Recall that the 35-year-old founder of money transfer firm TranzAlert, according to this investigation, is calling for justice, accusing US law enforcement agencies of not only jailing “an innocent man” but also frustrating his efforts to get redress.
The investigative report says Abegunde was arrested after he harbored a Nigerian friend and banker whose pregnant wife was to have a baby in America. The banker, one Ayodeji Ojo, had opened a bank account using Abegunde’s US phone number and address. An “inadvertent” fraudulent transaction linked to that account got Abegunde into trouble.
However, a 2019 indictment published by the US Justice Department says the Nigerian man conspired with others to commit BEC fraud against US citizens, and then laundered the proceeds using his firm.
Abegunde denies the charges, saying he neither knows any of the alleged co-conspirators nor has he done any business with them. The indictment by the Justice Department was based on “lies,” he states.
The FBI also accuses Abegunde of committing marriage fraud—that he was living with his divorced Nigerian wife in Atlanta while married to a US service member deployed to South Korea—”for immigration papers and health benefits.”

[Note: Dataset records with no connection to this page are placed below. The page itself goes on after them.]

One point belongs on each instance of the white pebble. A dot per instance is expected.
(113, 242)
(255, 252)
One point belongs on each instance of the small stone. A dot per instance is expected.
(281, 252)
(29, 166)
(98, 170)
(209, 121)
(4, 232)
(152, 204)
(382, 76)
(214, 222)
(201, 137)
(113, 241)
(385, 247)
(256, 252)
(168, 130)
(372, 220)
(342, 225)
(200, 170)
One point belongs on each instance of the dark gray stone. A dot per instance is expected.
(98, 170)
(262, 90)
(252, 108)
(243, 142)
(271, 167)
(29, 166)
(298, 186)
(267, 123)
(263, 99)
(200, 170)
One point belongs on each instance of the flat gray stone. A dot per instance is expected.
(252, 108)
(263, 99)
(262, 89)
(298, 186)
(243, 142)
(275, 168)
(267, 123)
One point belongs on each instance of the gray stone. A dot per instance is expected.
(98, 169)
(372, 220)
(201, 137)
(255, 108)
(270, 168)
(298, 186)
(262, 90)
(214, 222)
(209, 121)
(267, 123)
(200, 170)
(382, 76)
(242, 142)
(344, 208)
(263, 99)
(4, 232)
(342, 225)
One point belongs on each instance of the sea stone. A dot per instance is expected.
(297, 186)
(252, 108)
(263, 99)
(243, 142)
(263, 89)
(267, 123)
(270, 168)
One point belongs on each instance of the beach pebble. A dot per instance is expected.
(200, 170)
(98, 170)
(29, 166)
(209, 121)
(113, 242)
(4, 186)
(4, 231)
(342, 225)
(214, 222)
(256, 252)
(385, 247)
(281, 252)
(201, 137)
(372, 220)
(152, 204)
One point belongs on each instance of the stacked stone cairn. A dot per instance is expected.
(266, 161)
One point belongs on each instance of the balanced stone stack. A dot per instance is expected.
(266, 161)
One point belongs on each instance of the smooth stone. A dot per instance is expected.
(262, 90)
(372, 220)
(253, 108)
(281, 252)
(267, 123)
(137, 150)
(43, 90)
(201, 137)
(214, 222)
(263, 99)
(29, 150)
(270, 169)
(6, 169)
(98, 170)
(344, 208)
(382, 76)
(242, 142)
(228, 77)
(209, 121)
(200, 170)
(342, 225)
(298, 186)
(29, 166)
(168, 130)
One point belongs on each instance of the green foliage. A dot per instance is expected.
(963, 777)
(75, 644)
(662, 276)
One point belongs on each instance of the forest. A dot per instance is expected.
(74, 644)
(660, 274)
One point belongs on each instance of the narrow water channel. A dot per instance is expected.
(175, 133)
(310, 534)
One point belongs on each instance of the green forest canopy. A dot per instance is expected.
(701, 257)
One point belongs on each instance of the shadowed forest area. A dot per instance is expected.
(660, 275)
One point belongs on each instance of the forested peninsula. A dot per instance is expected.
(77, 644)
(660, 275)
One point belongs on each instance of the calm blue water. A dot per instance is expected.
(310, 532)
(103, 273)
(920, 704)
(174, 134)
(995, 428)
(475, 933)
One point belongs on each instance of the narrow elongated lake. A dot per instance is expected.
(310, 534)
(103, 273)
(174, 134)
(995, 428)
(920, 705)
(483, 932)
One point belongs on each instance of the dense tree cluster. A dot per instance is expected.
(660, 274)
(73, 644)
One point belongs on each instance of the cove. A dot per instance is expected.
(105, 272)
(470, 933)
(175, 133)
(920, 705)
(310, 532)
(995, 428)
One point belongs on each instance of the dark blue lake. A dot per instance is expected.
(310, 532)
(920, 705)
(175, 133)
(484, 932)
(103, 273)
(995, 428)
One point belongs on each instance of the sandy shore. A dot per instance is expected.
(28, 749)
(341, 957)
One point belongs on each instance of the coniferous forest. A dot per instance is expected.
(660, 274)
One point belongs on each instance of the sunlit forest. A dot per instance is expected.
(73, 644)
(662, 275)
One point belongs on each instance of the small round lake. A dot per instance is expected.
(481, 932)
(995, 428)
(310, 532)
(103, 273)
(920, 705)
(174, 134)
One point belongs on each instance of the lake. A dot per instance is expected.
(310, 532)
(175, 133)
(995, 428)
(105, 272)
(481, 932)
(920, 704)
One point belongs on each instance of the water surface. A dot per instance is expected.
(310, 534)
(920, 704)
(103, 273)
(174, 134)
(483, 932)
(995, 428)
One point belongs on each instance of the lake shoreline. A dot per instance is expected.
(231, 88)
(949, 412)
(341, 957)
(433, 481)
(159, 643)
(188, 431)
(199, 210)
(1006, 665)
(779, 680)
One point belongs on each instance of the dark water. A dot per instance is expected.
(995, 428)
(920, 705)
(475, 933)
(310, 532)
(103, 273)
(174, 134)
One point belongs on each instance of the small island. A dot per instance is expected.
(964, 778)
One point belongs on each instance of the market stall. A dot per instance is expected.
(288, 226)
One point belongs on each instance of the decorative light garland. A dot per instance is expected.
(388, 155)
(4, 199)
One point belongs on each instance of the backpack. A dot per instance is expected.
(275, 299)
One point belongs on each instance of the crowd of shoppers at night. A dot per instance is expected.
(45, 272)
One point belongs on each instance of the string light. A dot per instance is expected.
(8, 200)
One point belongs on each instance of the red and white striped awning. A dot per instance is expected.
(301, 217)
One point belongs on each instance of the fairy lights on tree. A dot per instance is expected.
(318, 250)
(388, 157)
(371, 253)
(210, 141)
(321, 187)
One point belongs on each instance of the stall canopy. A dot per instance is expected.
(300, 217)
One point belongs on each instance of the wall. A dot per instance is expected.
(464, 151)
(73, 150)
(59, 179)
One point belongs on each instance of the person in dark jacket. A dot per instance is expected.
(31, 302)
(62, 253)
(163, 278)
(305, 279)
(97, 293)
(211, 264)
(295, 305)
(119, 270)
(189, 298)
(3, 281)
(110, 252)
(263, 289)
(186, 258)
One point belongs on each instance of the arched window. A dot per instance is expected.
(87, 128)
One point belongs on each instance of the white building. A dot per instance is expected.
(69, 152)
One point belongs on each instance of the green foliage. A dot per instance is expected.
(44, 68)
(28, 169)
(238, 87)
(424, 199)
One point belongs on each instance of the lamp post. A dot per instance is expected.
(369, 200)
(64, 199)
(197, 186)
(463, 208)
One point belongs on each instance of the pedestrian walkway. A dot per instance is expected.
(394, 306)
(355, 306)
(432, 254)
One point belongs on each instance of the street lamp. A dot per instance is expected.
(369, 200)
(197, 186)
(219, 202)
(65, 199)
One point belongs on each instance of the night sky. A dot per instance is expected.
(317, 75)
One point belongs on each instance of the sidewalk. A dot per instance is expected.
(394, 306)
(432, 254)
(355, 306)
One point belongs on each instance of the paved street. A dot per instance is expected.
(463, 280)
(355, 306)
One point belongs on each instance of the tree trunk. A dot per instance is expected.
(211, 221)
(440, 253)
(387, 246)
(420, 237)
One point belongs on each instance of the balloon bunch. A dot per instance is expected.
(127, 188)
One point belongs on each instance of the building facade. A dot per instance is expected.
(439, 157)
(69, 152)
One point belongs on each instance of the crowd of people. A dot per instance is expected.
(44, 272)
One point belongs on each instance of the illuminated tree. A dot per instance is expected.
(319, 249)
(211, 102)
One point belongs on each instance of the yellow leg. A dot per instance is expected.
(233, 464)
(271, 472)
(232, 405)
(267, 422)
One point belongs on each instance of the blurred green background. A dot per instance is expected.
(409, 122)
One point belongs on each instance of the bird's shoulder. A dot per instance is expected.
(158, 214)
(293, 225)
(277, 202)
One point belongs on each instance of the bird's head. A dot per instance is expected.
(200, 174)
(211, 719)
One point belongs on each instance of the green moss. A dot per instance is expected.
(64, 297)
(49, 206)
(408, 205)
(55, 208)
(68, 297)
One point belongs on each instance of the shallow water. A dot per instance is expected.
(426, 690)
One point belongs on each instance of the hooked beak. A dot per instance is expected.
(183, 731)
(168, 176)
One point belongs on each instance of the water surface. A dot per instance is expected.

Speaking to Nigeria Abroad for the fourth time in two weeks from a prison facility in Tennessee, Abegunde continues to insist on his innocence, calling on American rights groups and the Nigerian government to intervene.
After his conviction in 2019, he filed an appeal citing “lack of evidence” and that not a cent was traced to him in the said fraudulent transactions. The appeal was first rejected and, when later heard, the court affirmed the initial ruling.
“My lawyer messed me up,” he told the magazine, adding that his attorney may have been blackmailed by American law enforcement to work against him, seeing as the lawyer allegedly abandoned their prepared argument in the defense and went off on a tangent.
Failing on appeal, Abegunde says he went to the US Supreme Court, but the Court declined to hear the case “because I’m exposing the criminality in their justice system.”
Why would the FBI single him out for legal vendetta? Abegunde says keeping him jailed is the agency’s only way of “covering up” for what they did to him. “If what was done to me comes to light, it will shake the entire American justice system—and they don’t want that.”
He says the marriage fraud charge was brought in by the FBI to rope him in since the agency “presented no evidence” during trial. In any case, he explained his marriage situation, while inviting anyone doubting his claims to examine the court transcripts he assembled since fighting his incarceration:
“My first wife had a house with many stairs,” he responds to the marriage fraud charge. “When she had a hip replacement surgery, it was hard for her to climb the stairs, so I allowed her to stay in my apartment.”
He says the FBI got his service-member wife into a plea deal on marriage fraud, using threats and blackmail, just to hang something on him. “It was totally unrelated to the wire fraud charge,” he said.
Seeking comment, Nigeria Abroad contacted the FBI on phone regarding the case but was directed to the Alabama Office, which could not be reached at the time of this report.
Vowing to keep talking until someone listens, Abegunde wants the government to reassess the evidence presented against him and set aside his conviction.